Notice how easy MATLAB makes extracting these features from a test set.
featureLayer = 'fc7'; trainingFeatures = activations(convnet, trainingSet, featureLayer);
The features can be extracted from any place in the network. We choose the last fully connected layer these will be the most complex and descriptive for our categories, but you could choose the features at an earlier stage. What if you choose features from another layer? How does this affect the accuracy? You can even visualize the activations of the network in this example.
Another benefit of using a feature extraction approach is the ability to choose whichever classifier will best fit the data. We’re using a multi-class svm in the video:
We could also choose a multi-class naive Bayes model – fitcnb – or a k-nearest neighbor classification model – fitcknn – or a variety of other classification models.

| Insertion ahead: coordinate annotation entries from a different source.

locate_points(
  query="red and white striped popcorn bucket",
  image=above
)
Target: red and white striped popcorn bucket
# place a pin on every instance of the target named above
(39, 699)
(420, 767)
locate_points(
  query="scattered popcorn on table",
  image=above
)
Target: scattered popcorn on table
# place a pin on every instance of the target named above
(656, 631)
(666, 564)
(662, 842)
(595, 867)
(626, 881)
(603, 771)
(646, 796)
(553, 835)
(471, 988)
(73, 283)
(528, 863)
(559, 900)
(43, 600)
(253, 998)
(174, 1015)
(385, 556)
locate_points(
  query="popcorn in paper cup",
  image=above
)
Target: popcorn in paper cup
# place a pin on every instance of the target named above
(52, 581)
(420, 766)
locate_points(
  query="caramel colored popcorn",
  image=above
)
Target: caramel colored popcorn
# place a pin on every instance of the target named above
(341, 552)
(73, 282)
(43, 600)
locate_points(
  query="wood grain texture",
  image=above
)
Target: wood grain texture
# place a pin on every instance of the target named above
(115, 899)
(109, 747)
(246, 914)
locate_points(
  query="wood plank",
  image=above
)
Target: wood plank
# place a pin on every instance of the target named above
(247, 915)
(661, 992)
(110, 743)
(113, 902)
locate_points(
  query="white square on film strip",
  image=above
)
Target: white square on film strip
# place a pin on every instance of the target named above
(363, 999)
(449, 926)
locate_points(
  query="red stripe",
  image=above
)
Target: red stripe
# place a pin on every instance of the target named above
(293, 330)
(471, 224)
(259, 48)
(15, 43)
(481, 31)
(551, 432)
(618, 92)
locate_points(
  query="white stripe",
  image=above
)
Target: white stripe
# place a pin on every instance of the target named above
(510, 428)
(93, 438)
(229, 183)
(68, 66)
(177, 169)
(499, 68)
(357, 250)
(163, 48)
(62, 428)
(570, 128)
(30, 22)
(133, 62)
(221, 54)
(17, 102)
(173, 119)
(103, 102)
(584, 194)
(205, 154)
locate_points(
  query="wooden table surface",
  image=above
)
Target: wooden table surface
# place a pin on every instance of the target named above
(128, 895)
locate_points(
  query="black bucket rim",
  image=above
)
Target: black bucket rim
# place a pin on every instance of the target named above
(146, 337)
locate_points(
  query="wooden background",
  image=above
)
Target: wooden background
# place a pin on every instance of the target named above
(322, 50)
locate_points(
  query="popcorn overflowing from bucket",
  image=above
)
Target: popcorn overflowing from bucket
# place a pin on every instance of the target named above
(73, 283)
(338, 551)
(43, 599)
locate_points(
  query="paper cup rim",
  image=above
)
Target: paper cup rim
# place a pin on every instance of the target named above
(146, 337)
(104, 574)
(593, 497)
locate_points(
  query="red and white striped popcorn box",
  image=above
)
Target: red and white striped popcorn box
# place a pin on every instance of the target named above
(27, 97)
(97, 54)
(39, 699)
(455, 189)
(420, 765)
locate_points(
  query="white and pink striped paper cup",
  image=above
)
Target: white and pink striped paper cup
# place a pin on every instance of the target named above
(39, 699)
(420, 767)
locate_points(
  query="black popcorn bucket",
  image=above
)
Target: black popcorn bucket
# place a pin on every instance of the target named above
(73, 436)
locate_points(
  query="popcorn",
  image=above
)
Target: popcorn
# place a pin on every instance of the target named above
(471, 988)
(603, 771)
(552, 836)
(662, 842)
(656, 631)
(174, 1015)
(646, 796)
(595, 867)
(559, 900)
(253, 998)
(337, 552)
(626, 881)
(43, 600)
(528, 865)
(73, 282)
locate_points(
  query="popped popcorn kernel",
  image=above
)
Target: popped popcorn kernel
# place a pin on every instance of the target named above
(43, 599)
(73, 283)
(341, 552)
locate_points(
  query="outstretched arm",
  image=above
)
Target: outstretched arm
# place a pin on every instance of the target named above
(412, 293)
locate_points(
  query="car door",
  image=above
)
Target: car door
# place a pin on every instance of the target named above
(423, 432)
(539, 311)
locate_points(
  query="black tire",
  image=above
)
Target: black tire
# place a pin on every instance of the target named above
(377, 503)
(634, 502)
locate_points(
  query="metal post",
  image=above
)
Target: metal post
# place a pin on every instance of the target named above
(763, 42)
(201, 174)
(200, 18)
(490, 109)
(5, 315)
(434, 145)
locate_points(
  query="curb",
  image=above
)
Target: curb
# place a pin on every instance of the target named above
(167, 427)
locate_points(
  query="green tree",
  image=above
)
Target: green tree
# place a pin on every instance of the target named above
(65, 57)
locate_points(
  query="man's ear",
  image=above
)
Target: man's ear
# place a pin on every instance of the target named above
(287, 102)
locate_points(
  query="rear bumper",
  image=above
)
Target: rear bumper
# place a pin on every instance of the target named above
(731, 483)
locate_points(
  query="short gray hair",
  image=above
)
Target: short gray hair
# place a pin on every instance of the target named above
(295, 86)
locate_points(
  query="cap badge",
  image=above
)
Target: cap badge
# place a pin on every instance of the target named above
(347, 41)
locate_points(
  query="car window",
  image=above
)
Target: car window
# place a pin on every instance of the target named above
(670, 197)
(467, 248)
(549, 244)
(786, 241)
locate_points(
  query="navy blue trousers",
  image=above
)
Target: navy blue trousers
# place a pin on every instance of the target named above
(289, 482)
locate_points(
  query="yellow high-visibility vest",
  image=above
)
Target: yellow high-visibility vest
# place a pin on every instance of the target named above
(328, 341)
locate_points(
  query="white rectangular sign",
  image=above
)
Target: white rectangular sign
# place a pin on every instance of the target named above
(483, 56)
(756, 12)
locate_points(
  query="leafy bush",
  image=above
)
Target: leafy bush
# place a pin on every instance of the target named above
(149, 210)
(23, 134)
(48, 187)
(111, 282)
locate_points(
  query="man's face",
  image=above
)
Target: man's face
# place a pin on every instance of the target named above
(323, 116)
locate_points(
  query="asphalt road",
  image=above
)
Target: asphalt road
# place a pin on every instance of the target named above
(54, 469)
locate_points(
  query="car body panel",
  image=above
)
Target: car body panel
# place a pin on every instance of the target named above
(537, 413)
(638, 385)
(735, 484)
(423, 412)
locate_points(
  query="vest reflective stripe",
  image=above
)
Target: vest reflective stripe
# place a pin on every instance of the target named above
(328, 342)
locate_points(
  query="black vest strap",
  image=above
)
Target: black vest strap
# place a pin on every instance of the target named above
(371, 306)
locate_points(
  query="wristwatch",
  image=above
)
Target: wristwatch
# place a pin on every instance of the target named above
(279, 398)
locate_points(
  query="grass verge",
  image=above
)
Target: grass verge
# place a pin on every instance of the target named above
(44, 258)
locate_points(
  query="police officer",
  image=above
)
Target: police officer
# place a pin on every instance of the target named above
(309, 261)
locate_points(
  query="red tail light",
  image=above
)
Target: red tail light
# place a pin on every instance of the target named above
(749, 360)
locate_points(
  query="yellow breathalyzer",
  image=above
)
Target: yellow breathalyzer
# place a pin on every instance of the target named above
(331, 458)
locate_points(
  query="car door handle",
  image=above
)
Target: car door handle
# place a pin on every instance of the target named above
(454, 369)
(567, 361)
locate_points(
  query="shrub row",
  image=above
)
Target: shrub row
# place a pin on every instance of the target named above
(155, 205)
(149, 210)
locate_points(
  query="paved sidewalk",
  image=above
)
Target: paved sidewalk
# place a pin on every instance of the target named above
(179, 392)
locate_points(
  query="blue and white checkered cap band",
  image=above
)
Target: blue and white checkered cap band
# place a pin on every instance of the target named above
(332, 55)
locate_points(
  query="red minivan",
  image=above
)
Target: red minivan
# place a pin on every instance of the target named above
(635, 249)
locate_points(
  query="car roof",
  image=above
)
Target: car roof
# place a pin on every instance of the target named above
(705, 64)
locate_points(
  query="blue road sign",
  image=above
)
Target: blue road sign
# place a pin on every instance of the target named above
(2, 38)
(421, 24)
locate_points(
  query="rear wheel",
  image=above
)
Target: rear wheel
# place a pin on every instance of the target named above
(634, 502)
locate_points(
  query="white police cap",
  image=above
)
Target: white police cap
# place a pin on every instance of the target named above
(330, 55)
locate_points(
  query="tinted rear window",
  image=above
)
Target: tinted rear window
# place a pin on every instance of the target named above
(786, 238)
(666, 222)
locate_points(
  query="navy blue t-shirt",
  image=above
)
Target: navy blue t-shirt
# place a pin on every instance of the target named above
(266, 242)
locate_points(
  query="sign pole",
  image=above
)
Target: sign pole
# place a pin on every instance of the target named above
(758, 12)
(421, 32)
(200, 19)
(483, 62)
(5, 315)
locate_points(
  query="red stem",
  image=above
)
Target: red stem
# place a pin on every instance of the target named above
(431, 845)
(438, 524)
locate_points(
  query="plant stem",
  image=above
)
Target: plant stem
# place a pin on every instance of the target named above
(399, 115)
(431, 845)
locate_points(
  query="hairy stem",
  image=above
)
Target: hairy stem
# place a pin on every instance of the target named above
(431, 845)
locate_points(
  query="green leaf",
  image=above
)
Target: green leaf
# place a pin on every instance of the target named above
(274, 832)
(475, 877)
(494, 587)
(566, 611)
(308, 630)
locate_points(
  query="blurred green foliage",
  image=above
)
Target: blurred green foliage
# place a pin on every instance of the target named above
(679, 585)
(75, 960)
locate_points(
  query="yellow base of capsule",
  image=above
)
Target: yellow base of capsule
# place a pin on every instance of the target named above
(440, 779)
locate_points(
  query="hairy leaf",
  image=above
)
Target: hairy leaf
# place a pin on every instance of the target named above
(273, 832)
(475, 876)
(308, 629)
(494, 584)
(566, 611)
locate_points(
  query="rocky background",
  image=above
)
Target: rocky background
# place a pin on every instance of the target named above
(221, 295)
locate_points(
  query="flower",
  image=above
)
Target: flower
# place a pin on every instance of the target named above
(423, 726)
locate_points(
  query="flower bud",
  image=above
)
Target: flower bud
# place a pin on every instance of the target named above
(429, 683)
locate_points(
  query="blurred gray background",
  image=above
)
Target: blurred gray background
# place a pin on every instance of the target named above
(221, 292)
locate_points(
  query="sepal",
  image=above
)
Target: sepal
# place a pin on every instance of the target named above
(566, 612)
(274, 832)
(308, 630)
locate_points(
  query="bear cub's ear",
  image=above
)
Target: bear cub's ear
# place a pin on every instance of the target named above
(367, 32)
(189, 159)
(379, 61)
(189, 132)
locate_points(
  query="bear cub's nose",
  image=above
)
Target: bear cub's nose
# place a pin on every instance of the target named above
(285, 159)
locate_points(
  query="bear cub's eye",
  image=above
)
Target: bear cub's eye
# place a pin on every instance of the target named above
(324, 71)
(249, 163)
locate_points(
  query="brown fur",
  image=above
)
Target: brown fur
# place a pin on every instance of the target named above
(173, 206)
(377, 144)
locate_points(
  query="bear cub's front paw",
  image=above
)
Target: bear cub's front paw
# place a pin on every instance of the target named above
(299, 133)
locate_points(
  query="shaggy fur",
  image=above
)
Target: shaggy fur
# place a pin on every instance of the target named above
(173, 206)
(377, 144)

It’s great to have to many options, but how on earth do you know which classifier to choose?
Check out our classification learner app to find the best model for the data.
Another advantage to feature extraction using ConvNets is you need much less data to get an accurate result. At the very end of the demo, we see that with minimal data, we get an accuracy of approximately 77%. We intentionally used less data [50 images per category] in this example to show how you can still use a deep learning approach without thousands of sample images. Would increasing the number of training images also increase the accuracy?
Take the code at line number 11
[trainingSet, ~] = splitEachLabel(imds, 50, 'randomize');
and change the number 50 to a higher number to increase the number of samples per category.
These three examples and corresponding videos can help you explore 3 different ways of creating a custom object recognition model using deep learning techniques.